- Country: Namibia
- Location: Rosh Pinah, ǁKaras Region
- Coordinates: 26°40′23″S 15°05′16″E﻿ / ﻿26.67306°S 15.08778°E
- Status: Proposed
- Construction began: H2 2024 Expected
- Commission date: Q2 2026 Expected
- Construction cost: US$78.33 million
- Owner: Namibia Power Corporation Limited
- Operator: NamPower

Solar farm
- Type: Flat-panel PV

Power generation
- Nameplate capacity: 100 MW

= NamPower Solar Power Station =

Solar farm in Namibia

Distinguish from the 5 Megawatts Rosh Pinah Solar Power Plant majority owned by Old Mutual Namibia.

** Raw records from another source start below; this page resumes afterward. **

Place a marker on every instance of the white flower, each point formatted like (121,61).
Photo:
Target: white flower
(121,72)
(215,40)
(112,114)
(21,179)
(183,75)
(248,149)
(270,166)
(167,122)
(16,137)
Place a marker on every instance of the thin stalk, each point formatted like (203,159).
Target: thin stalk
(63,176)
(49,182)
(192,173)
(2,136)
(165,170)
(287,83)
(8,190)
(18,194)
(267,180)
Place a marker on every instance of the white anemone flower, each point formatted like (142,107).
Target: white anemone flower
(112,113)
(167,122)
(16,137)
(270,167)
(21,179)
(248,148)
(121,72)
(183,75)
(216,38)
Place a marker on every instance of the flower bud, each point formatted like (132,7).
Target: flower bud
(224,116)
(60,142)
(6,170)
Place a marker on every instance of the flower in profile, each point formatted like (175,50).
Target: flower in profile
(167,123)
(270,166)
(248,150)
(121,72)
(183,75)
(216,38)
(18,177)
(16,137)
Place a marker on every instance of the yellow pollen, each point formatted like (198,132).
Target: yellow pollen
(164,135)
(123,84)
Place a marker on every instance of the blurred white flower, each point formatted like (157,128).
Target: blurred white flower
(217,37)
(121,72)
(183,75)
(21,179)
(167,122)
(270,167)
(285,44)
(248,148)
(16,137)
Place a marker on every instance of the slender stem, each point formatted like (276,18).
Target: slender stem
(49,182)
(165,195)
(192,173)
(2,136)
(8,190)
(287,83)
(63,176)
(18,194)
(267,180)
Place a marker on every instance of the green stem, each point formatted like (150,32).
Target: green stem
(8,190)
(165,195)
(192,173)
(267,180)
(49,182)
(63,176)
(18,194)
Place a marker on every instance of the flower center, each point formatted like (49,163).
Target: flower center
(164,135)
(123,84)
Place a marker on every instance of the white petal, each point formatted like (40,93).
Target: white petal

NamPower Solar Power Station (NSPS), also referred to as NamPower Rosh Pinah Solar Power Station, is a planned 100 megawatts solar power station in Namibia. The power station is under development by Namibia Power Corporation Limited (NamPower), the Namibian state-owned electric utility company.
When completed, this renewable energy infrastructure project is expected to become the largest grid-ready, solar power plant in the country.

==Location==
The solar farm is located on an area measuring 250 acre, outside the town of Rosh Pinah, ǁKaras Region in southern Namibia, close to the border with South Africa. The town of Rosh Pinah is located approximately 724 km, southwest of Windhoek, the capital and largest city of Namibia.

==Overview==
The power station has a planned capacity of 100 megawatts. NamPower intends to integrate the electricity generated here, into the national electricity grid.

==Background==
In 2020, this renewable energy infrastructure project was conceived as the 40 MW Rosh Pinah Wind Power Station. In 2023, the project transformed into the 70 MW Rosh Pinah Solar Power Station, following feasibility studies which revealed that the location did not host sufficient wind current to support a commercially viable wind farm. The generation capacity of the solar farm was increased from 70 MW to 100 MW when NamPower decided to invest 20 percent in the public–private partnership (PPP) project.

==Construction==
The engineering, procurement and construction (EPC) company is a joint venture (JV) comprising China Jiangxi International Economic and Technical Cooperation Company Limited and China New Energy Development (Zhejiang) Company Limited. The contract price is NAD1.4 billion (approx. US$78.33 million). Of this, 80 percent will be provided as a loan to NamPower by the German Development Bank (KfW), while the remaining 20 percent will be raised by NamPower from internal sources. Construction is expected to begin during H2 2024, with commercial commissioning expected in Q2 of 2026. The table below illustrates the sources of funding for the construction of NamPower Solar Power Station.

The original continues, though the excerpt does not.